“Ms. Dukes, “I hear the tear-riddled voice of the student standing before me say, “I didn’t pass my (fill-in-the-blank) class. I’m not graduating.”
NOT graduating? What are you talking about? Your high school graduation is next week! What in the world happened? I can’t help but hide the shock in my voice or the disappointment on my face, nor do I try to. The teacher in me is baffled yet composed but the mother in me is close to tears — just like the student.
This scenario is a far-too-common one and I am sincerely attempting to understand how students — adults in the eyes of the laws of the land, no less — can just realize that they have not fulfilled the requirements to graduate days before graduation. Where’s the accountability for that fact? Can students really be that disconnected from their academic reality to believe that a passing grade in a class or on an exam would simply be given to them and not earned by them? Apparently so.
This phenomenon didn’t just pop up out of nowhere. To a considerable extent, it is a by-product of the social promotion that is prevalent in many middle schools. Students do little to no work all school year, show up to summer school, oftentimes STILL don’t do any work, but attend everyday, take and pass a less-than-rigorous (and I’m being nice with my verbiage) test that barely covers the breadth and depth of the coursework covered in the student’s sixth, seventh, or eighth-grade year, and — ta-da!!!! — just like that they have advanced to the next grade. What kind of malarkey is that?

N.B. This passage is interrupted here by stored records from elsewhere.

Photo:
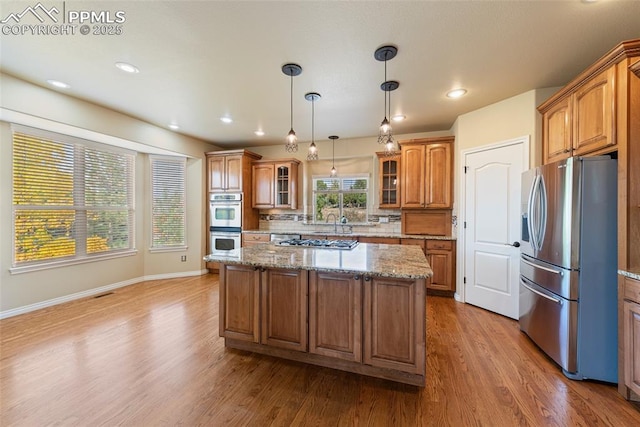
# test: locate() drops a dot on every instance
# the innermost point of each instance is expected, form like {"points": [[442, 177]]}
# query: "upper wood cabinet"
{"points": [[275, 184], [389, 183], [426, 175], [582, 120], [229, 171]]}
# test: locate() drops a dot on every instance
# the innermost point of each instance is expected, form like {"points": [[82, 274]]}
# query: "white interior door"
{"points": [[492, 216]]}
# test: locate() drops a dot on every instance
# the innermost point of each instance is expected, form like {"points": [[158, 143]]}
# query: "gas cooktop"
{"points": [[320, 243]]}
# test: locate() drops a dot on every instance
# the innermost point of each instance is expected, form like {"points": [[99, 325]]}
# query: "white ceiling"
{"points": [[202, 60]]}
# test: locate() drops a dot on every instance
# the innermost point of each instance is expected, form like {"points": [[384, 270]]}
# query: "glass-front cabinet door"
{"points": [[389, 184]]}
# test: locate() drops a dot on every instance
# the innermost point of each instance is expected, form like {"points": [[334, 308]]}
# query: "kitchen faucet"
{"points": [[335, 222]]}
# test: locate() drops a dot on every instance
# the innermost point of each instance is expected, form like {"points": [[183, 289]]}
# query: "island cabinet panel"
{"points": [[239, 302], [394, 326], [426, 174], [631, 334], [284, 309], [335, 315]]}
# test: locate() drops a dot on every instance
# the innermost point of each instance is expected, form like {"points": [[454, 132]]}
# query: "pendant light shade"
{"points": [[385, 135], [313, 150], [334, 171], [291, 70]]}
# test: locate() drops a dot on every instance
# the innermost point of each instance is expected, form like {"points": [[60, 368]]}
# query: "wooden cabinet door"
{"points": [[286, 188], [413, 170], [389, 182], [239, 303], [556, 132], [216, 174], [438, 167], [233, 166], [394, 324], [594, 114], [284, 309], [263, 191], [335, 315], [631, 332]]}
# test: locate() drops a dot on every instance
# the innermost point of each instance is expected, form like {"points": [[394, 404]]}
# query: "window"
{"points": [[72, 199], [344, 197], [168, 203]]}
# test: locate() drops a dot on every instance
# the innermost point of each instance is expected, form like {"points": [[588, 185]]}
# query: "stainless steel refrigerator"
{"points": [[568, 264]]}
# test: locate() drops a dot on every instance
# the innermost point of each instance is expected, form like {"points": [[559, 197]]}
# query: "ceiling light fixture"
{"points": [[385, 136], [127, 68], [334, 171], [58, 84], [313, 150], [291, 70], [456, 93]]}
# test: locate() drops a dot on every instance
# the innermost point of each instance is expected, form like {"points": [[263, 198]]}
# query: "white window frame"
{"points": [[80, 256], [341, 193], [156, 159]]}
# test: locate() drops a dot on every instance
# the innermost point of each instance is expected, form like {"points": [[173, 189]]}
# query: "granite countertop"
{"points": [[398, 261], [330, 232], [634, 273]]}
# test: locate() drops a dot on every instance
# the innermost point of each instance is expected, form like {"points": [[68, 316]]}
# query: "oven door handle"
{"points": [[557, 301]]}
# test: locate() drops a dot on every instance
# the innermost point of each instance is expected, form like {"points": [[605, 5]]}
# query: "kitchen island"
{"points": [[360, 310]]}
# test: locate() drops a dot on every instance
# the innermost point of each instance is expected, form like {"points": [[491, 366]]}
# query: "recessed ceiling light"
{"points": [[127, 68], [456, 93], [58, 84]]}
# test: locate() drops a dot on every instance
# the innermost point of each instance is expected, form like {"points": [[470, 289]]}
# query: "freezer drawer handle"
{"points": [[557, 301], [541, 267]]}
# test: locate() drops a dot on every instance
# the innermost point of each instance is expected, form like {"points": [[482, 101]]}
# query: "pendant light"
{"points": [[313, 150], [334, 171], [385, 136], [291, 70]]}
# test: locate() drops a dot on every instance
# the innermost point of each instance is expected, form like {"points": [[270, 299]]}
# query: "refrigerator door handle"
{"points": [[550, 270], [532, 218], [557, 301]]}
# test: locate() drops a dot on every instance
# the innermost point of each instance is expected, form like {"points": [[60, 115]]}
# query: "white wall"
{"points": [[26, 291]]}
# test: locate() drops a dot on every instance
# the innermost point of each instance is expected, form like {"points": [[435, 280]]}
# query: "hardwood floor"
{"points": [[149, 354]]}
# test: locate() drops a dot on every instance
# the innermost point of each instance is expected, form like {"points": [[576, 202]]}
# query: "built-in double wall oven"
{"points": [[225, 221]]}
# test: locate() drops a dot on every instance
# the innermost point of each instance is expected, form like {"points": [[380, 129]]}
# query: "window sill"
{"points": [[65, 263]]}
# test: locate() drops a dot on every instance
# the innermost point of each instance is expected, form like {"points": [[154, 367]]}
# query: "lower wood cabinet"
{"points": [[394, 324], [239, 302], [284, 308], [368, 325], [335, 319], [441, 256], [631, 333]]}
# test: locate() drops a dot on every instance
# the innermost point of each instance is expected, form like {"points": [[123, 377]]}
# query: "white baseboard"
{"points": [[95, 291]]}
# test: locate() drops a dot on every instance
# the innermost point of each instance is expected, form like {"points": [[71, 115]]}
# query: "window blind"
{"points": [[72, 199], [168, 217]]}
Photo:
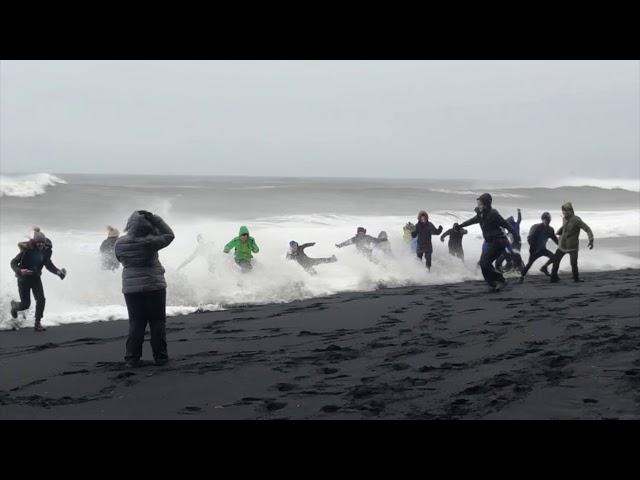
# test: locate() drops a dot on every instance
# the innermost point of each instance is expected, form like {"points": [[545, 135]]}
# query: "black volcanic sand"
{"points": [[533, 351]]}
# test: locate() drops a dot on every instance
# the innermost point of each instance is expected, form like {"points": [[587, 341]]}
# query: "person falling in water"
{"points": [[244, 246], [109, 260], [538, 236], [143, 284], [364, 243], [203, 249], [569, 242], [423, 231], [495, 241], [27, 265], [455, 241], [296, 252]]}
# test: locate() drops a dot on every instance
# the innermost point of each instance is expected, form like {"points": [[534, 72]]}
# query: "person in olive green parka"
{"points": [[244, 246], [569, 243]]}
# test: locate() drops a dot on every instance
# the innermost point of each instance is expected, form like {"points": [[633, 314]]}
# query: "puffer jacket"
{"points": [[137, 251], [570, 230]]}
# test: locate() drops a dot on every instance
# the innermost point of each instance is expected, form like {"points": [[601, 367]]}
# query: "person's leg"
{"points": [[573, 258], [155, 311], [489, 255], [557, 258], [24, 290], [38, 295], [137, 326]]}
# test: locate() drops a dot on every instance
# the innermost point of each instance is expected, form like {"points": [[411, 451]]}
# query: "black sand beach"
{"points": [[533, 351]]}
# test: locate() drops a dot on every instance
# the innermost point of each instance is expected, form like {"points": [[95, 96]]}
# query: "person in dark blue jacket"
{"points": [[495, 241], [538, 236], [423, 231]]}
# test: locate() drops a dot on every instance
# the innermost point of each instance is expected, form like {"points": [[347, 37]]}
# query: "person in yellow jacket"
{"points": [[244, 246], [569, 243]]}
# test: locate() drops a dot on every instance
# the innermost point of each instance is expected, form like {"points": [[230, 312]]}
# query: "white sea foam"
{"points": [[90, 294], [27, 185]]}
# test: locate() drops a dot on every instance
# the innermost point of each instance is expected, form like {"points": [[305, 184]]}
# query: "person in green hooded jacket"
{"points": [[569, 243], [244, 246]]}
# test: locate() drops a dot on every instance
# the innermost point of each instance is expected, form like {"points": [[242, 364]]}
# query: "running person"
{"points": [[423, 231], [538, 236], [495, 241]]}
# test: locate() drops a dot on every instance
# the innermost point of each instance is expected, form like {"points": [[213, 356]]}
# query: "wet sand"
{"points": [[533, 351]]}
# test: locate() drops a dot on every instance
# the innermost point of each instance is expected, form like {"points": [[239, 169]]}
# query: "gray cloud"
{"points": [[450, 119]]}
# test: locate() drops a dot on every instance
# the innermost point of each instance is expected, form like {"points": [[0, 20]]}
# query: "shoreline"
{"points": [[447, 351]]}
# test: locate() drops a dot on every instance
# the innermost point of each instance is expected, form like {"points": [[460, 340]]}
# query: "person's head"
{"points": [[567, 210], [39, 239], [484, 202], [112, 232], [546, 218]]}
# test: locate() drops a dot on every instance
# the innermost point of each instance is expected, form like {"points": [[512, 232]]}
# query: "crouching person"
{"points": [[143, 283]]}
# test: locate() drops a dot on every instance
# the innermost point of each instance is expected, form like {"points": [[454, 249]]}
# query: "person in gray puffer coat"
{"points": [[143, 283]]}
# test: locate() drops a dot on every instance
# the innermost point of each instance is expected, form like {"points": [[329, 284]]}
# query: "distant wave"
{"points": [[25, 186]]}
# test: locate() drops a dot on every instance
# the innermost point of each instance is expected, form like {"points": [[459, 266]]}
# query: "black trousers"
{"points": [[490, 252], [533, 256], [143, 308], [573, 257], [27, 284], [457, 252], [427, 256]]}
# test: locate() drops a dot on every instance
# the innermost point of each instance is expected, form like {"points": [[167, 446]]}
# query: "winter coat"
{"points": [[243, 250], [137, 251], [570, 230]]}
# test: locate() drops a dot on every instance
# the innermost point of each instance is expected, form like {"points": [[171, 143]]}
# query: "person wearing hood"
{"points": [[27, 266], [244, 246], [495, 241], [455, 235], [143, 283], [297, 253], [406, 236], [383, 244], [512, 252], [569, 242], [109, 260], [364, 243], [538, 236], [423, 231], [203, 249]]}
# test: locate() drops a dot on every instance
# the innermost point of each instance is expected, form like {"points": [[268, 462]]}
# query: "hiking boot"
{"points": [[133, 363]]}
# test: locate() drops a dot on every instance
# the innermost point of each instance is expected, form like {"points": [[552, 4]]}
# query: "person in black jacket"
{"points": [[538, 236], [27, 265], [423, 231], [363, 242], [495, 241], [455, 241], [296, 252], [109, 260], [143, 284]]}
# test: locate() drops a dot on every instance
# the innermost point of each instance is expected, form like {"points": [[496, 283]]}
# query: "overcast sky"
{"points": [[425, 119]]}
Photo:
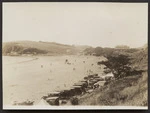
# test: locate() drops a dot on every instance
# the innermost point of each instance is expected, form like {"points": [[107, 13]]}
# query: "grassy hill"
{"points": [[128, 91], [32, 47]]}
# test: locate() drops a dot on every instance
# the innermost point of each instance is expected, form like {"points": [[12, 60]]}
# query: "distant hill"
{"points": [[32, 47]]}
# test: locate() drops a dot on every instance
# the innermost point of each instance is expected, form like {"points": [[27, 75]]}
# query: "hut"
{"points": [[53, 100]]}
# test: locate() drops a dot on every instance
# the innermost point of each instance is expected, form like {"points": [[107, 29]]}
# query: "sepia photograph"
{"points": [[74, 55]]}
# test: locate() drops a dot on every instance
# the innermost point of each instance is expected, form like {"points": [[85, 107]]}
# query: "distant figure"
{"points": [[69, 63], [66, 61]]}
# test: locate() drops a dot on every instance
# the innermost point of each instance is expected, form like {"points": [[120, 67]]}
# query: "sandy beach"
{"points": [[31, 77]]}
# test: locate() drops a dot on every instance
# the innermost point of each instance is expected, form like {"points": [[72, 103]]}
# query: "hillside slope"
{"points": [[127, 91], [32, 47]]}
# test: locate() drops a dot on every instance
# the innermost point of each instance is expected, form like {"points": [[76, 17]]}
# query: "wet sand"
{"points": [[33, 77]]}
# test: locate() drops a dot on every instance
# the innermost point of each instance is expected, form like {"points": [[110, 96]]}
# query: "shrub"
{"points": [[74, 101]]}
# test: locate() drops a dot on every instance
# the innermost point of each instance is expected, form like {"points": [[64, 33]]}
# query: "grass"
{"points": [[131, 91]]}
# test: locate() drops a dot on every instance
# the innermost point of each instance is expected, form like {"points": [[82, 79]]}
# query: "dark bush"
{"points": [[74, 101]]}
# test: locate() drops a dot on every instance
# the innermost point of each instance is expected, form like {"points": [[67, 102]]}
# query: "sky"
{"points": [[94, 24]]}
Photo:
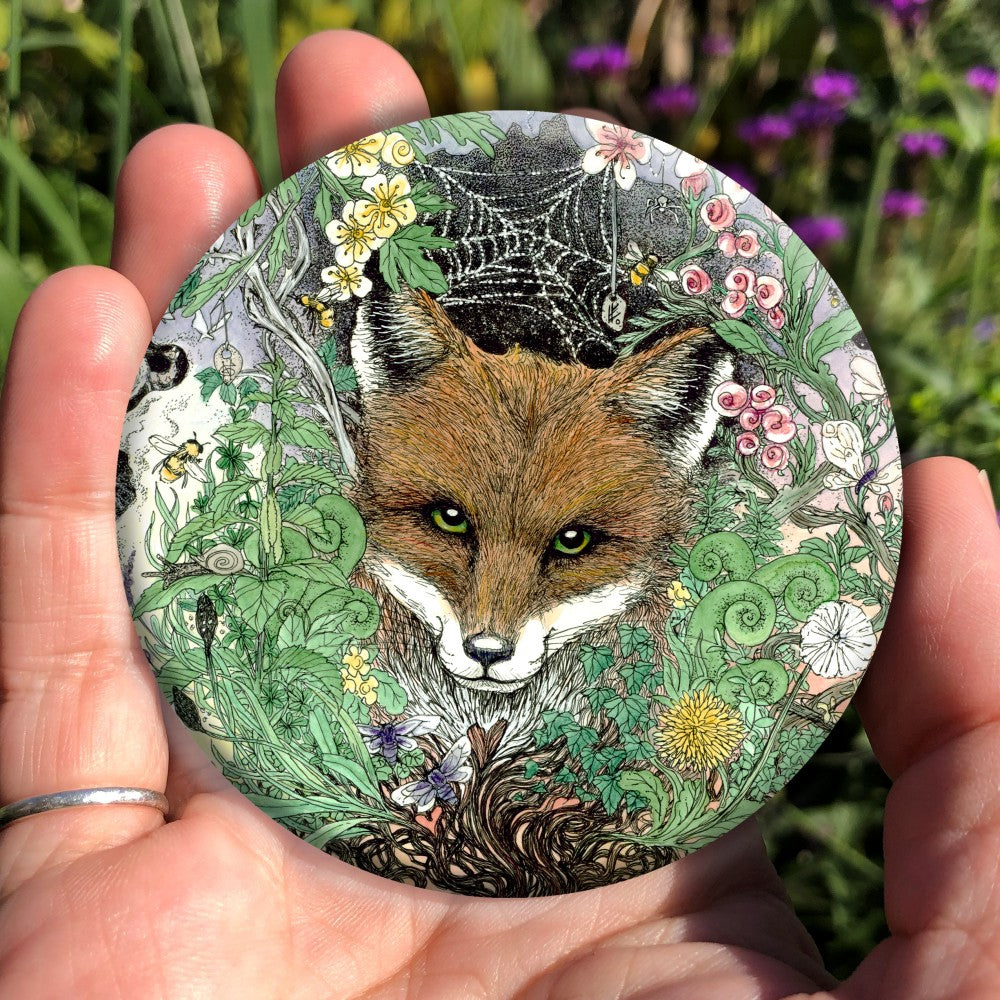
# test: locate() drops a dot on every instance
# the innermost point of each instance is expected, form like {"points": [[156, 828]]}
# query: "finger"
{"points": [[79, 705], [931, 702], [179, 188], [322, 104], [935, 674]]}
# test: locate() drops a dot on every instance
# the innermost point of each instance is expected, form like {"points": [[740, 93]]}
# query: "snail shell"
{"points": [[223, 559]]}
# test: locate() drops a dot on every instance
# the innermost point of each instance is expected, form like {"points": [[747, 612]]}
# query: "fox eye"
{"points": [[571, 541], [451, 518]]}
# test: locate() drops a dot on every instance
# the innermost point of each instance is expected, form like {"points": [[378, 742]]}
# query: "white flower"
{"points": [[837, 640]]}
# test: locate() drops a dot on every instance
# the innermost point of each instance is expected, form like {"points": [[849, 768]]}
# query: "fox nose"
{"points": [[488, 648]]}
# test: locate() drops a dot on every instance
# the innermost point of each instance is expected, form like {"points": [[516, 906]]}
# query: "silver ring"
{"points": [[108, 796]]}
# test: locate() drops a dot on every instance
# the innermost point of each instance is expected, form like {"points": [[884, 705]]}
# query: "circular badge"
{"points": [[510, 503]]}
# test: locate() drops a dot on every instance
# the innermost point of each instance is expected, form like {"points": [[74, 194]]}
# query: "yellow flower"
{"points": [[699, 731], [347, 280], [397, 150], [679, 594], [390, 207], [353, 238], [357, 158]]}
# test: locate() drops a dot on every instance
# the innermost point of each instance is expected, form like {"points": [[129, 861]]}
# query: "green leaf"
{"points": [[595, 660], [833, 332], [798, 262], [244, 431], [742, 336], [650, 789], [210, 381], [391, 695]]}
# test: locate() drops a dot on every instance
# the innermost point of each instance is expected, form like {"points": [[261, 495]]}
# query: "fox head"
{"points": [[513, 502]]}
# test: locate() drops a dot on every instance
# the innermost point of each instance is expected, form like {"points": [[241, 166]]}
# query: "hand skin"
{"points": [[218, 901]]}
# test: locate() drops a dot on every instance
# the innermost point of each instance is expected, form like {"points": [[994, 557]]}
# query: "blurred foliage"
{"points": [[82, 81]]}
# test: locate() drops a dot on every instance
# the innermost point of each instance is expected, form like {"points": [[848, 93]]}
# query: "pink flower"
{"points": [[746, 244], [778, 424], [741, 279], [774, 456], [735, 304], [694, 280], [769, 292], [729, 398], [718, 213], [617, 147], [762, 397], [727, 243], [695, 184]]}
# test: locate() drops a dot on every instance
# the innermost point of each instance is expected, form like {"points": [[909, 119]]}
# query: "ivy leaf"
{"points": [[595, 660], [210, 381], [742, 336]]}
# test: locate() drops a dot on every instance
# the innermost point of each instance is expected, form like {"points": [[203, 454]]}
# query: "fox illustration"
{"points": [[515, 504]]}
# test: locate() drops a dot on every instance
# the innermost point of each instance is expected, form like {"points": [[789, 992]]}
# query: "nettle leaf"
{"points": [[402, 255], [635, 639], [833, 332], [391, 695], [650, 789], [426, 199], [798, 262], [595, 660], [742, 336], [210, 381]]}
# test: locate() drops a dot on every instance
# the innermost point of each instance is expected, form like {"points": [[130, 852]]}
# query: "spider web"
{"points": [[532, 255]]}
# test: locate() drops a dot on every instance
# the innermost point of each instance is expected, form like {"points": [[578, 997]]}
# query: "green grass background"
{"points": [[82, 81]]}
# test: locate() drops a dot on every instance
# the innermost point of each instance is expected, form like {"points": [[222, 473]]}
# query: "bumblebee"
{"points": [[182, 460], [323, 312], [643, 265]]}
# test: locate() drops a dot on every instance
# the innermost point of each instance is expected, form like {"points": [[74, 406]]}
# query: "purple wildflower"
{"points": [[677, 100], [818, 231], [439, 783], [391, 738], [832, 86], [767, 130], [810, 115], [600, 60], [983, 79], [931, 144], [717, 45], [903, 205]]}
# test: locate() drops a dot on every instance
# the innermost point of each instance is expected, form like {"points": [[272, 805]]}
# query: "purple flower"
{"points": [[389, 739], [832, 86], [600, 60], [903, 205], [931, 144], [818, 231], [767, 130], [811, 115], [983, 79], [677, 100], [439, 783], [716, 45]]}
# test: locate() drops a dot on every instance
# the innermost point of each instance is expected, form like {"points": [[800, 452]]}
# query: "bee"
{"points": [[643, 265], [323, 312], [182, 460]]}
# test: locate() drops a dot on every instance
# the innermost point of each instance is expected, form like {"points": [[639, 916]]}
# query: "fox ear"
{"points": [[668, 388], [398, 339]]}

I know this is an unconventional stance and one that goes against the grain of much research on the topic (see this, for example, from the Brookings Institute) but I happen to be a proponent for retaining students in their middle school grades who have not met the criteria for promotion to the next grade. Not only does it allow them a fighting chance to authentically prepare for the rigorous academic work that lies ahead with different intervention strategies than those previously applied, but it also gives them a much needed wake-up call at a stage in their academic and social development where the stakes of getting left back are not so high. Getting left back in the sixth, seventh, or eighth-grade, as scenic watershed years for a plethora of students (myself included), is a much different wake-up call than getting held-back in the twelfth grade. The stakes just aren’t as high.
I’ve seen time and time again when I’ve recommended that a student in the eighth grade, for example, be retained because he wasn’t prepared for high school. In one particular case that comes to mind, my recommendations were ignored, and that student today has now dropped out of high school because he entered high school with a faulty mindset that he would just pass his classes. I just heard from this student the other day and, unfortunately, what I saw for his future if we, his teachers, didn’t intervene at that critical juncture of his transition from middle school to high school, came to pass. He has dropped out of high school and is now “making money” — whatever that means (his words, not mine).
Do you know what it feels like to be in the tenth or eleventh grade and only earn four credits AND fail a number of Regents exams? I don’t personally but through observing my students who have been in this predicament, I’ve gathered my own research and have come to the conclusion that it is traumatic — way more traumatic than what the research says about being left back.
Please don’t misconstrue my position. Retention is not a quick-fix answer. Nothing in education ever is a quick-fix answer, if we’re being honest. The formula for students who neglect to stay on top of their graduation requirements (passing classes AND passing Regents exams) is a complex one and one in which many share in the accountability. I notice that by the time a student hits high school, a lot of parents become hands-off and take a back seat in monitoring their child’s progress. Attendance at parent-teacher conferences dips and students are prematurely left to do what it takes to graduate. They are still kids! They need guidance, and not just from their guidance counselor or teachers. Parents play a vital role in keeping their child on track. For both my children, the only parent-teacher conferences I ever missed in their entire academic careers were their ones in the twelfth grade and, although both times the circumstances were beyond my control, I still feel messed-up about it and I made sure to email their teachers to let them know that I’m still here and I’m still very much involved.
As a current middle school teacher who is yet again blessed to work with an amazing team of teachers in my grade-level, I see how doing team inquiry work throughout the school year, as well as engaging in ongoing parent outreach to keep them abreast of those students most at risk for retention while there’s still time to do something about it, is a model that perhaps more high schools should consider.
Most of all, though, it boils down to students being held accountable for their own actions. Students: You can’t expect to not do your class or homework, to come to class late (if at all), fail your exams, not do assigned projects, fall asleep in class, or any combination of the above, and then in the same breath expect to graduate from high school. That’s not how it works and if that’s what you think or that’s what you’ve been doing, you need to get yourself in order before it’s too late and you find yourself having to break the news to your loved ones and yourself that next week, they’ll be no celebration to attend because you are not graduating! That’s never a conversation any of you want to have and it’s one that you never have to have if you consistently put in the work — not scrambling to make up a semester’s worth of work in a day!
Claim all the benefits and opportunities that graduating from high school affords now — before it’s too late.